Approximately 51 million people are currently infected globally, with around 863 million at risk across 72 countries. Sub-Saharan Africa, South Asia, and Southeast Asia carry the heaviest burden. WHO’s Global Programme to Eliminate Lymphatic Filariasis (GPELF), launched in 2000, uses mass drug administration (MDA) of ivermectin, albendazole, and diethylcarbamazine to interrupt transmission — one of the more successful neglected tropical disease elimination programs to date, having substantially reduced the number of infected people over two decades. Combining MDA with vector control accelerates progress; elimination has been certified in several Pacific Island nations and parts of Asia.

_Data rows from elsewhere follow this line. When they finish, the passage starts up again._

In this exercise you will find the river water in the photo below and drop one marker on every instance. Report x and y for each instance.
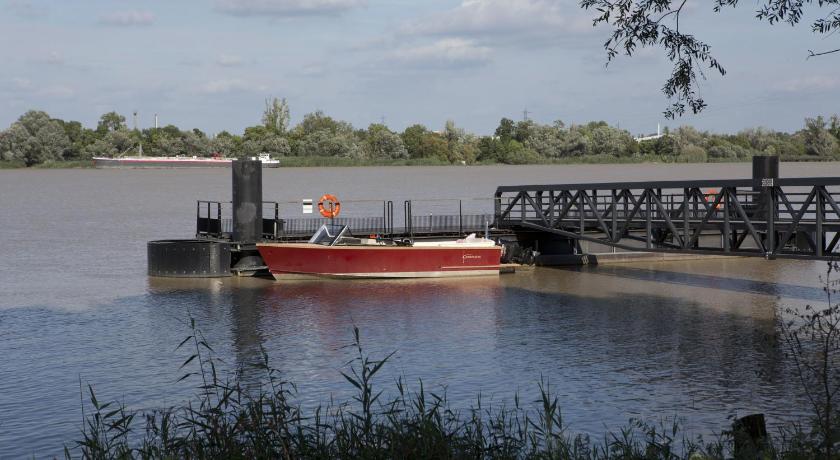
(647, 340)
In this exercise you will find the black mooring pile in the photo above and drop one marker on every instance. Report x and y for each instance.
(189, 258)
(212, 258)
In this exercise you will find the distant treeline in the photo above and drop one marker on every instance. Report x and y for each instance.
(36, 138)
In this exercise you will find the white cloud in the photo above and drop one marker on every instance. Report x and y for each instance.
(447, 52)
(21, 83)
(229, 60)
(495, 18)
(229, 86)
(287, 7)
(25, 9)
(812, 83)
(57, 92)
(127, 18)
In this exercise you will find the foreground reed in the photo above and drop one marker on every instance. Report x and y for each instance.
(227, 421)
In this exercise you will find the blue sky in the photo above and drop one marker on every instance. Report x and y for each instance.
(210, 64)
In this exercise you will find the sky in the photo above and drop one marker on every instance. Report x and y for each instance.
(210, 64)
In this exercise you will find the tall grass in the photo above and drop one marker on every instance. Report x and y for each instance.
(227, 421)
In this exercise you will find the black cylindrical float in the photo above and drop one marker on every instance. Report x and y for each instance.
(189, 258)
(247, 201)
(765, 167)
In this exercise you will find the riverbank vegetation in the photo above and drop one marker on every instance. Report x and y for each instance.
(231, 419)
(318, 140)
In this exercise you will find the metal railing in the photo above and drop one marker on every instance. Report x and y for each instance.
(770, 218)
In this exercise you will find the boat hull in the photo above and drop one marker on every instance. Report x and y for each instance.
(303, 260)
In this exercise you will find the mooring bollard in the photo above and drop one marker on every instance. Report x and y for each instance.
(749, 434)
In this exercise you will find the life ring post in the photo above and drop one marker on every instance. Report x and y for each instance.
(329, 206)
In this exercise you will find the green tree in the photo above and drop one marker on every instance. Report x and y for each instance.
(818, 140)
(834, 129)
(413, 140)
(111, 121)
(276, 146)
(506, 130)
(382, 143)
(650, 23)
(34, 138)
(276, 115)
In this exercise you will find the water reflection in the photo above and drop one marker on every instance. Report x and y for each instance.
(729, 282)
(609, 357)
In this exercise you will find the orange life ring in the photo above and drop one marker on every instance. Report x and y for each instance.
(710, 196)
(333, 206)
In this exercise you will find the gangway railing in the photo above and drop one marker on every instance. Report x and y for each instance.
(796, 217)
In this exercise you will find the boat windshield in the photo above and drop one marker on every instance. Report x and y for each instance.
(329, 234)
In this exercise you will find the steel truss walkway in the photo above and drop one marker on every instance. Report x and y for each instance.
(791, 218)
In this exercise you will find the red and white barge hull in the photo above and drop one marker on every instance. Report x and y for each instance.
(422, 260)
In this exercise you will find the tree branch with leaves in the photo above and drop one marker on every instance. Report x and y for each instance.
(656, 23)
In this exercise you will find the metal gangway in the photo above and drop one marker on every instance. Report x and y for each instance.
(766, 217)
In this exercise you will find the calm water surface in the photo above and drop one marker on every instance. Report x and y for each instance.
(691, 338)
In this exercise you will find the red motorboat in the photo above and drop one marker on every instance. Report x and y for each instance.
(334, 253)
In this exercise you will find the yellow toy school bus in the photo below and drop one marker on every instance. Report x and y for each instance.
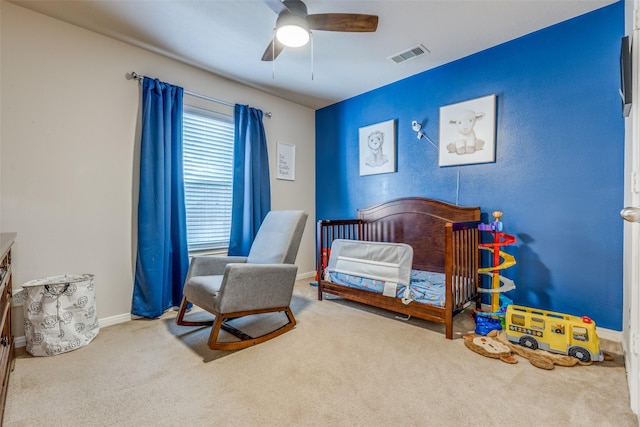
(547, 330)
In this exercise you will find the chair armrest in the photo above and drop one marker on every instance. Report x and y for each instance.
(211, 265)
(256, 286)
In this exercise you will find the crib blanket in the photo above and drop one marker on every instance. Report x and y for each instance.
(389, 264)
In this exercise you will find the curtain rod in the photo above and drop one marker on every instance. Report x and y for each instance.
(135, 76)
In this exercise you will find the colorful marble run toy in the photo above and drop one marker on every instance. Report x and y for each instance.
(501, 261)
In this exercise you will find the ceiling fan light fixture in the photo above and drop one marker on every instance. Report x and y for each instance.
(292, 30)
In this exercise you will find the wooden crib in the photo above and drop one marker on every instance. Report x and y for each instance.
(444, 238)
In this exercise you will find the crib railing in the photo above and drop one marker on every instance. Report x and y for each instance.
(461, 254)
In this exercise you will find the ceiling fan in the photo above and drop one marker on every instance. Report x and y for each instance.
(294, 24)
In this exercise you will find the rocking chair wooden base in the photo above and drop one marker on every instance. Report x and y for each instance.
(220, 322)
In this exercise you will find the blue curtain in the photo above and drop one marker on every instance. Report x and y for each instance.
(162, 258)
(251, 187)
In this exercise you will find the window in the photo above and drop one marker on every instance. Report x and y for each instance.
(208, 178)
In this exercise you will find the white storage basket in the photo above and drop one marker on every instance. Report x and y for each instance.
(59, 314)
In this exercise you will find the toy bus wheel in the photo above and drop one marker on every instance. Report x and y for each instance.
(528, 342)
(580, 353)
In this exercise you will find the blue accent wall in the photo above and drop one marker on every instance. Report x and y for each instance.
(558, 174)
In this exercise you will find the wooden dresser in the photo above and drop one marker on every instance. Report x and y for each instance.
(7, 350)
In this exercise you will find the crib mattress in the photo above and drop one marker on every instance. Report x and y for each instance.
(425, 287)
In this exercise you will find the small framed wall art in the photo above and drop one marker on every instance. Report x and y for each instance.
(377, 148)
(286, 168)
(468, 132)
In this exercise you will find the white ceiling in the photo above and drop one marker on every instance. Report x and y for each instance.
(228, 37)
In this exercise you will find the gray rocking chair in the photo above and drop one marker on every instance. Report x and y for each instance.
(230, 286)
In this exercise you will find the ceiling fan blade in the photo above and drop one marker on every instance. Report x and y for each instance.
(272, 51)
(275, 5)
(347, 22)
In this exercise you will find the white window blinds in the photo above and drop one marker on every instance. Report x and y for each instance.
(208, 178)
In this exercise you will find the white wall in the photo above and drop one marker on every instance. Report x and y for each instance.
(69, 164)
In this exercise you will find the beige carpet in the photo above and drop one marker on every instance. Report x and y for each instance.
(342, 365)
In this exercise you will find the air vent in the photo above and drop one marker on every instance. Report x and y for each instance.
(409, 54)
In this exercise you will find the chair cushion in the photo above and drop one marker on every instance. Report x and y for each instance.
(203, 291)
(278, 238)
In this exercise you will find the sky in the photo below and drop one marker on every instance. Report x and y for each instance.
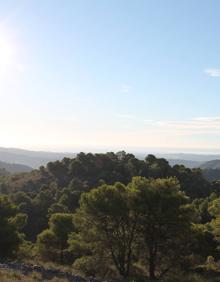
(119, 74)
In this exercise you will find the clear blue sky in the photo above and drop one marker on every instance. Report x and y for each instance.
(110, 74)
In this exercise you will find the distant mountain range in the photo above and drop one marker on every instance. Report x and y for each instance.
(18, 160)
(14, 168)
(214, 164)
(32, 159)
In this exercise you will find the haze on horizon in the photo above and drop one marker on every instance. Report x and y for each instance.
(110, 74)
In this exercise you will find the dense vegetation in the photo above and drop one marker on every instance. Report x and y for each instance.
(115, 217)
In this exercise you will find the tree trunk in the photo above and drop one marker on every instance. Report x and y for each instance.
(151, 264)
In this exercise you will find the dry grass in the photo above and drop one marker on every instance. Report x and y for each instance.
(15, 276)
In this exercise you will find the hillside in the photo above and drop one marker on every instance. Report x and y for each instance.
(30, 158)
(14, 168)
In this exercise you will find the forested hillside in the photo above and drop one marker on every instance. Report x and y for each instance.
(113, 216)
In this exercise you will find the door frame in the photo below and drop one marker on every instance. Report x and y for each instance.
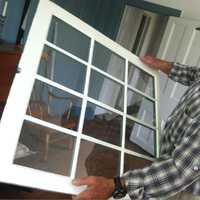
(16, 106)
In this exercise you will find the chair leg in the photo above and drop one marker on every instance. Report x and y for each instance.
(46, 147)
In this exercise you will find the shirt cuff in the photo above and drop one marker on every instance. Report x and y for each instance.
(174, 69)
(134, 182)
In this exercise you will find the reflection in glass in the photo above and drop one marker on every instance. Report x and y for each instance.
(106, 90)
(132, 162)
(140, 138)
(97, 160)
(68, 38)
(45, 149)
(103, 124)
(55, 106)
(106, 60)
(62, 69)
(140, 107)
(140, 80)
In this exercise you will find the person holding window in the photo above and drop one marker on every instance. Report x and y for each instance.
(176, 174)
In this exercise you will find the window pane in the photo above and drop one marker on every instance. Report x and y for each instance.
(106, 60)
(62, 69)
(55, 106)
(140, 107)
(103, 124)
(97, 160)
(68, 38)
(45, 149)
(140, 138)
(132, 162)
(141, 80)
(106, 90)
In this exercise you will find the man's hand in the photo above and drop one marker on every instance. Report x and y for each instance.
(98, 188)
(157, 64)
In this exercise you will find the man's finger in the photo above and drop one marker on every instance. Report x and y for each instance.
(85, 195)
(83, 181)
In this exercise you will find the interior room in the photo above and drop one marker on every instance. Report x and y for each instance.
(98, 122)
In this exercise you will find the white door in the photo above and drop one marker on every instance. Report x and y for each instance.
(50, 132)
(181, 43)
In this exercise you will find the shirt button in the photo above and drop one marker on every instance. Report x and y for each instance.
(196, 168)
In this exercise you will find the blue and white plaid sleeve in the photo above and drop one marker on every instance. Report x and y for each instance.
(184, 74)
(167, 177)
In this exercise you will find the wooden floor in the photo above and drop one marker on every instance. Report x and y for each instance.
(13, 192)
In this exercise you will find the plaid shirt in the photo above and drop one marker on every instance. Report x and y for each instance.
(178, 167)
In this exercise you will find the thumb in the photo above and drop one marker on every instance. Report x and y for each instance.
(83, 181)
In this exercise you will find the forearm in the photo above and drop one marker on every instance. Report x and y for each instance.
(167, 177)
(157, 64)
(164, 66)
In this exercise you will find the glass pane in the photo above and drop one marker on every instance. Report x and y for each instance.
(132, 162)
(106, 60)
(106, 90)
(140, 138)
(55, 106)
(103, 124)
(97, 160)
(62, 69)
(140, 107)
(68, 38)
(141, 80)
(45, 149)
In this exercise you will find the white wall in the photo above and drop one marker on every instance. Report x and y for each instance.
(190, 8)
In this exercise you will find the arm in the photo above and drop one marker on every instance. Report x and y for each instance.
(161, 179)
(177, 72)
(166, 178)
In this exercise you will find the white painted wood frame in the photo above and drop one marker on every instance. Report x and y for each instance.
(15, 110)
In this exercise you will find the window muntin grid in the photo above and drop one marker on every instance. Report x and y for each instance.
(30, 74)
(99, 76)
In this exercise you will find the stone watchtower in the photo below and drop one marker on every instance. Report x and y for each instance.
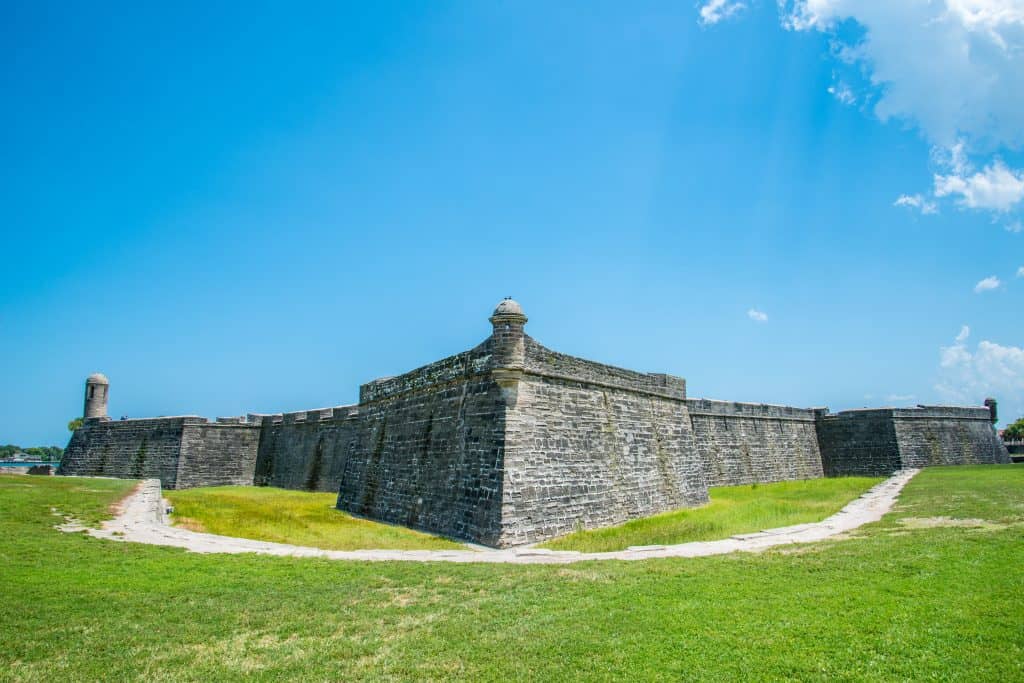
(96, 392)
(508, 343)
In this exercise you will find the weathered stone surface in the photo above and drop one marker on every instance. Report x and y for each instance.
(752, 442)
(181, 452)
(511, 442)
(884, 440)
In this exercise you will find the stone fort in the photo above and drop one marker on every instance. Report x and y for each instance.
(511, 443)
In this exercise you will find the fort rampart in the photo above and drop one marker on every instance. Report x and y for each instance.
(511, 443)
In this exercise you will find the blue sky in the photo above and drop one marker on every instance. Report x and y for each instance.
(231, 209)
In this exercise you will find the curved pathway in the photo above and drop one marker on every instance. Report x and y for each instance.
(142, 519)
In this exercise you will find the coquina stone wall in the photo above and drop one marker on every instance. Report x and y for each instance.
(181, 452)
(584, 454)
(217, 454)
(511, 442)
(752, 442)
(876, 442)
(429, 450)
(307, 451)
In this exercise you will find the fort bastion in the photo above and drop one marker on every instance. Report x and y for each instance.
(511, 443)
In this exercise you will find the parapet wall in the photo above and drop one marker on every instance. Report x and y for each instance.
(542, 360)
(181, 452)
(741, 443)
(307, 451)
(880, 441)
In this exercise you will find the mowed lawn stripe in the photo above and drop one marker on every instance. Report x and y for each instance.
(732, 510)
(897, 601)
(296, 517)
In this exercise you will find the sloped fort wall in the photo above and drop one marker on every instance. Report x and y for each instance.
(880, 441)
(181, 452)
(511, 442)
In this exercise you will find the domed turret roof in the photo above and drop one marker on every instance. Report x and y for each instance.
(508, 306)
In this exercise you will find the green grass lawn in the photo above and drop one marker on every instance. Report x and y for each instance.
(922, 595)
(732, 510)
(297, 517)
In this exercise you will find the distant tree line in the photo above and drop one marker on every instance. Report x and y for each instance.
(46, 453)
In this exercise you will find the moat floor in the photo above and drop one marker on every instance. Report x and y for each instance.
(933, 591)
(142, 519)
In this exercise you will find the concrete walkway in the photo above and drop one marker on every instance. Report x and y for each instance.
(142, 519)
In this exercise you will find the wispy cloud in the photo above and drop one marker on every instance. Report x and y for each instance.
(918, 202)
(987, 285)
(843, 93)
(996, 187)
(953, 69)
(990, 370)
(714, 11)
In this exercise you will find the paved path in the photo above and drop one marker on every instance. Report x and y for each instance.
(142, 519)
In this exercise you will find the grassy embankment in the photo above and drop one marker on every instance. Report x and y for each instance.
(310, 519)
(297, 517)
(933, 592)
(732, 510)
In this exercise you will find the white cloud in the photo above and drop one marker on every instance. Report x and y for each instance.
(918, 202)
(986, 285)
(953, 68)
(996, 187)
(991, 370)
(843, 93)
(714, 11)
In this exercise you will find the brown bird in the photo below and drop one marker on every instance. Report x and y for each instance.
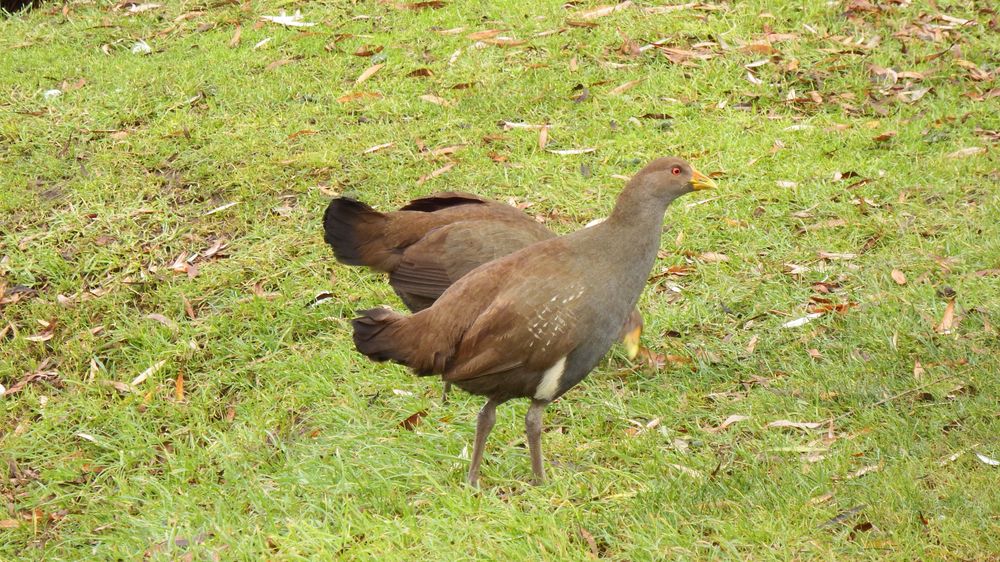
(430, 243)
(534, 323)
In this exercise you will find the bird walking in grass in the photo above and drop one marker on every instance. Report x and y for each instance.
(533, 324)
(431, 242)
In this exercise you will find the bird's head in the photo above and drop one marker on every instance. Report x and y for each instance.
(673, 176)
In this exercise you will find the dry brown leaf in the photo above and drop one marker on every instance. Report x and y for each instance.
(357, 96)
(378, 147)
(485, 34)
(625, 87)
(413, 421)
(862, 471)
(436, 100)
(602, 11)
(152, 370)
(796, 425)
(726, 423)
(162, 320)
(713, 257)
(947, 319)
(966, 152)
(836, 256)
(505, 42)
(436, 173)
(235, 41)
(369, 72)
(445, 150)
(179, 387)
(278, 63)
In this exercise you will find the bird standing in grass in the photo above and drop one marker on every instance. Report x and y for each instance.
(533, 324)
(433, 241)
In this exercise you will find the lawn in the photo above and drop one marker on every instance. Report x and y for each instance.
(823, 368)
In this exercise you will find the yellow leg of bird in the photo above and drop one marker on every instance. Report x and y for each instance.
(484, 424)
(533, 429)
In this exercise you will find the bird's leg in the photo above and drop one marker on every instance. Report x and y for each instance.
(533, 428)
(484, 424)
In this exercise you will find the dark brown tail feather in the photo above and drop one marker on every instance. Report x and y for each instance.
(384, 335)
(348, 227)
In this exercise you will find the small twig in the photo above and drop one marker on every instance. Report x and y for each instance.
(895, 396)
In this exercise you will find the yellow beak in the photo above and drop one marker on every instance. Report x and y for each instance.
(631, 342)
(700, 181)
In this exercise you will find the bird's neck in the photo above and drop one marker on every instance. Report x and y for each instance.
(637, 223)
(638, 215)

Sindbis virus is an alphavirus with one of the widest geographic distributions of any arbovirus — isolated from Africa, Europe, Asia, and Australia. It circulates in bird-mosquito transmission cycles involving multiple Culex and Culiseta species, with passerine birds as primary reservoir hosts. In northern Europe — Finland, Sweden, and Russia — seasonal Sindbis fever outbreaks, locally known as “Ockelbo disease” in Sweden and “Pogosta disease” in Finland, follow predictable summer patterns tied to the hatching of Culex and Culiseta populations in boreal forest habitats. These outbreaks cluster in forested areas where bird and mosquito densities are high, affecting rural residents and outdoor workers.

Sindbis disease produces a triad of rash, arthritis, and fatigue similar to Ross River and Barmah Forest virus diseases. Joint symptoms — affecting knees, ankles, wrists, and small joints — can persist for months in a substantial minority of patients, though deaths are essentially unknown. Most infections in Africa and Asia go undiagnosed, either asymptomatic or attributed to other febrile illnesses. No vaccine exists. Sindbis has a low public profile partly because it doesn’t cause the acute encephalitis or hemorrhagic fever that attracts emergency response funding, and partly because its burden falls mainly in high-latitude countries with well-functioning health systems. It serves as a useful case study in how an alphavirus can be simultaneously widespread, clinically significant, and almost entirely absent from global public health priority lists.